When I had a few spare minutes (or just needed to escape the studio) when I was in architecture school, I would get out and drive around Los Angeles. Friends and I would visit our favorite buildings, or we’d explore neighborhoods that we didn’t know. “Never pull a U-turn — always drive around the block” one professor urged us, so there was always something new to discover. Seeing the diversity of buildings, ages, uses, styles, and creativity, certain questions became critical: Why did that building look that way? Who designed it that way? Why? How did it change over time? Those questions lead to my first published articles and books.

As always, we appreciate you sharing your insights and we’ve got a few more questions for you, but before we get to all of that can you take a minute to introduce yourself and give our readers some of your back background and context?
Architecture and cities are endlessly fascinating. They have to be — they are where people live, work, play, think. The variety of people on earth has to produce a fascinating variety of responses. But that wide-ranging story is not always well represented in the official histories and narratives that are told to the public.

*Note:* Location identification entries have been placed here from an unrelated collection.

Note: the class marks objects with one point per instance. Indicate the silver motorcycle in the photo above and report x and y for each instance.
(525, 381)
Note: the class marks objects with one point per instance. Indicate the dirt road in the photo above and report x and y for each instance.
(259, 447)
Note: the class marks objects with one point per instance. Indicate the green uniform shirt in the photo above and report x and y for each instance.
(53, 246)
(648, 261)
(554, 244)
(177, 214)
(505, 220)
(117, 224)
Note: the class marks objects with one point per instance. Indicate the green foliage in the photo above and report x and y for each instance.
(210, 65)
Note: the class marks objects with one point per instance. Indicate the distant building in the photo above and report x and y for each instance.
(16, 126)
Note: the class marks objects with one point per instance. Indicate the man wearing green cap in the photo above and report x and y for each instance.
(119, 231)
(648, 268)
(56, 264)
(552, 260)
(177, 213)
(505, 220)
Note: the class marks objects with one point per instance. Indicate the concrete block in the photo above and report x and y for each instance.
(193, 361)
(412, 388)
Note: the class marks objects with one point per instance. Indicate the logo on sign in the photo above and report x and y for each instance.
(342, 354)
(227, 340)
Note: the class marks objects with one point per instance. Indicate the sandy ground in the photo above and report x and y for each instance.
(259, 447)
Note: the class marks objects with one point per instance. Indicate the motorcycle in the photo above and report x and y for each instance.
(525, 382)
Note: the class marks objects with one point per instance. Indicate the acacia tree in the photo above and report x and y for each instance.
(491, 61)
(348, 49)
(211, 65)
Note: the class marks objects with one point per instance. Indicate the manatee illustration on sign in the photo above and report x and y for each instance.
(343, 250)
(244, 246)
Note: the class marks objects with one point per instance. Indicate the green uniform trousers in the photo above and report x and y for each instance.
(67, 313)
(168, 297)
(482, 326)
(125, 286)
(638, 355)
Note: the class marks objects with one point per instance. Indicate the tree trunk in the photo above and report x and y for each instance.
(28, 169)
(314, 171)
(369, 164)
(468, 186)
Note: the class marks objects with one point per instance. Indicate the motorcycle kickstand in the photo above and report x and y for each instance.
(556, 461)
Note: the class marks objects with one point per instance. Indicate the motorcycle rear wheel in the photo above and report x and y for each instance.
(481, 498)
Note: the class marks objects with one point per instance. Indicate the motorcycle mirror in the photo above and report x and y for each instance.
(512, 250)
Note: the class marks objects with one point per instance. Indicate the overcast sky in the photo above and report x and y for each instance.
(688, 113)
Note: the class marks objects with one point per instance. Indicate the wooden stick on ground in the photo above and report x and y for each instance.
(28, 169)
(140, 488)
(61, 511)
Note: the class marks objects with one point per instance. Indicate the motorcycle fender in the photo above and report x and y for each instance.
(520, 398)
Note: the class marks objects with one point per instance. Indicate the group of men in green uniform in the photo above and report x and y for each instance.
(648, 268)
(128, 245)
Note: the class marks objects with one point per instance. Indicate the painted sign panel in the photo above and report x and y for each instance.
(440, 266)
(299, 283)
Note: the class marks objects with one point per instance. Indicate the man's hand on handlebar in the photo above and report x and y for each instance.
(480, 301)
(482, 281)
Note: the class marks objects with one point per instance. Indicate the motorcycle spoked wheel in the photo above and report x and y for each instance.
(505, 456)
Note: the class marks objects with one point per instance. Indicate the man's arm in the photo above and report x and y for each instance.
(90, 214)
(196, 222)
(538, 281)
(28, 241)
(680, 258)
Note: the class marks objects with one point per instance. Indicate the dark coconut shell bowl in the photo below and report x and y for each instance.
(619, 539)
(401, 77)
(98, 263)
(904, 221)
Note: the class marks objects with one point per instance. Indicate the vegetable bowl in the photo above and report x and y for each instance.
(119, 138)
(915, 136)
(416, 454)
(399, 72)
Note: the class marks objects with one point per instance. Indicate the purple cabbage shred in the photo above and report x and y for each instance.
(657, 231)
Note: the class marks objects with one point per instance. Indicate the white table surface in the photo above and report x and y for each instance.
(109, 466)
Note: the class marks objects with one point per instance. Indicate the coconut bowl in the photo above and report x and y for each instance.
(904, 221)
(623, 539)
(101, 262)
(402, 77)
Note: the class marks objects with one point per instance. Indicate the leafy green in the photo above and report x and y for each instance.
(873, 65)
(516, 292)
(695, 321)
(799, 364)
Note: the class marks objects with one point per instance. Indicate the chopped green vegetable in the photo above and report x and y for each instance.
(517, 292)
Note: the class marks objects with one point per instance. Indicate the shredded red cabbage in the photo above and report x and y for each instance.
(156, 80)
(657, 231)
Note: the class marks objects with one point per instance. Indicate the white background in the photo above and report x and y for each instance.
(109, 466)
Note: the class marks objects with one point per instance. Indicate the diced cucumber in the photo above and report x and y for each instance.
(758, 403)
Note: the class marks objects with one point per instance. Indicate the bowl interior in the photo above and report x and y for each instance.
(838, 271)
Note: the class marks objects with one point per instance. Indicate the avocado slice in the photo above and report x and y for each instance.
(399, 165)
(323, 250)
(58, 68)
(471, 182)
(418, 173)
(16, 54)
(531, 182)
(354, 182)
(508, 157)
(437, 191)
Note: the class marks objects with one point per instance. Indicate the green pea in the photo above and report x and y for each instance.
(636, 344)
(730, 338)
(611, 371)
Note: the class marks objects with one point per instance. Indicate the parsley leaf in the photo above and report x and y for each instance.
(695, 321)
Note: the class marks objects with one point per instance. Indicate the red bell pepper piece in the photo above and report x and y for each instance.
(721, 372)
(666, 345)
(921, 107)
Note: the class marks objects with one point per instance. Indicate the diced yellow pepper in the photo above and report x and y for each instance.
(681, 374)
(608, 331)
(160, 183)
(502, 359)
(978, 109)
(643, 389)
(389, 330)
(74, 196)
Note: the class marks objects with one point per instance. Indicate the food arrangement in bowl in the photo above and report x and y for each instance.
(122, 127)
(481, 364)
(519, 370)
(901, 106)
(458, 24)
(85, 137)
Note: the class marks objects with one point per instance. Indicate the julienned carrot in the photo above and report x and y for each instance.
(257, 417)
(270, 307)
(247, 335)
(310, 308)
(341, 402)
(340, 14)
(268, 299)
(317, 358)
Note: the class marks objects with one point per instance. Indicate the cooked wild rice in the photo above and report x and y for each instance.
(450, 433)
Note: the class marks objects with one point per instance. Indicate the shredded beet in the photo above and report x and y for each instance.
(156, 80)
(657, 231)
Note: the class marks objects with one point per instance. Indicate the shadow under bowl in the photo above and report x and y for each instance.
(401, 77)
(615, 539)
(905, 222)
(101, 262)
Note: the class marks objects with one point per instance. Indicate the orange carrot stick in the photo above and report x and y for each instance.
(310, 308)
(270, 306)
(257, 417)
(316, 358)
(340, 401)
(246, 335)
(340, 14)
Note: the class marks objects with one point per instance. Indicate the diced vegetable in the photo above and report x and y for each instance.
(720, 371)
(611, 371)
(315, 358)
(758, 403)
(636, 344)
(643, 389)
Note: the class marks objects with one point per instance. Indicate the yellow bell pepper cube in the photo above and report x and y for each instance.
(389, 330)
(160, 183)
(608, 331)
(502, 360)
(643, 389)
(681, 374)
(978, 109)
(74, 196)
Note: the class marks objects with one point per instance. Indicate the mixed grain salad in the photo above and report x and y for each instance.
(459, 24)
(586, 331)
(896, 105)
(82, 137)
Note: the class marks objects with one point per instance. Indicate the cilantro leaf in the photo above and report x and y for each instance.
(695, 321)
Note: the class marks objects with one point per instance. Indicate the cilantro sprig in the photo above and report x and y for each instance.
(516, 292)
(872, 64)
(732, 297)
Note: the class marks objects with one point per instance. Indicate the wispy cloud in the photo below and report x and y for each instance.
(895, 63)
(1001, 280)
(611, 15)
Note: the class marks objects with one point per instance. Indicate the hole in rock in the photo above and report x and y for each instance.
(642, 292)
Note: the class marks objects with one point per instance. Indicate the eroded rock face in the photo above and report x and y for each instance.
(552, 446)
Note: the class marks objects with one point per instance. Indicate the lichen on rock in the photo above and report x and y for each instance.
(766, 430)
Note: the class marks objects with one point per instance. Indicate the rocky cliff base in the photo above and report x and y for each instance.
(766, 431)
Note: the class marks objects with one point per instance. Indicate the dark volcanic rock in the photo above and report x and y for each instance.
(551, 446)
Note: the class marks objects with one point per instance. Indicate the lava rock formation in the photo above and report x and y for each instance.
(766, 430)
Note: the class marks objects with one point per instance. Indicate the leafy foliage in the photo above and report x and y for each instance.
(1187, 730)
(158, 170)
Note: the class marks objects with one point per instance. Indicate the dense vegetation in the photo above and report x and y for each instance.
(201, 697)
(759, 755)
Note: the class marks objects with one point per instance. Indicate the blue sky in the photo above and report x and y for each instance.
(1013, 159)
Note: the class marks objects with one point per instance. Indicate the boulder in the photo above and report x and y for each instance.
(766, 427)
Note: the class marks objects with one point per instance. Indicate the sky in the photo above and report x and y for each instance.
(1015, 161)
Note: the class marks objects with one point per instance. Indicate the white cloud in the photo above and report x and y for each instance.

In the twenty-one books I’ve written so far, and the talks and documentaries I do, I try to tell the stories that are usually left out. That includes the humble suburban Ranch house, the real reasons why the hotels and signs of Las Vegas were designed, and the extraordinary innovations and imagination that go into the Modern architecture of everyday life — coffee shops, gas stations and such. I also write about famous architects like Frank Lloyd Wright and Oscar Niemeyer, but repeating what has already been said about them is a waste of time. I look for new dimensions to their work that makes them relevant today.

Can you share a story from your journey that illustrates your resilience?
I have to write about subjects that interest me for some new useful idea. As a result I look for buildings that no one else has really looked at, or that everyone else has dismissed as ugly, cheap, insignificant. Early on in my career I discovered — to my initial surprise– that my approach meant that I selected subjects that editors and publishers immediately rejected.

Let’s talk about resilience next – do you have a story you can share with us?
My first submission to the arts editor of a newspaper was an article on giant object architecture — buildings shaped like giant oranges that sold orange juice, buildings shaped like giant donuts, or hats, or dogs, or owls. They were delightful and popular, but they were disappearing from the landscape because no one took them seriously. A friend had recommended this editor as being supportive of young writers — but her response was, “Why would you choose buildings as ugly as that?” I thought the answer was obvious. Ugliness was the point, But her reaction woke me up to what I was up against.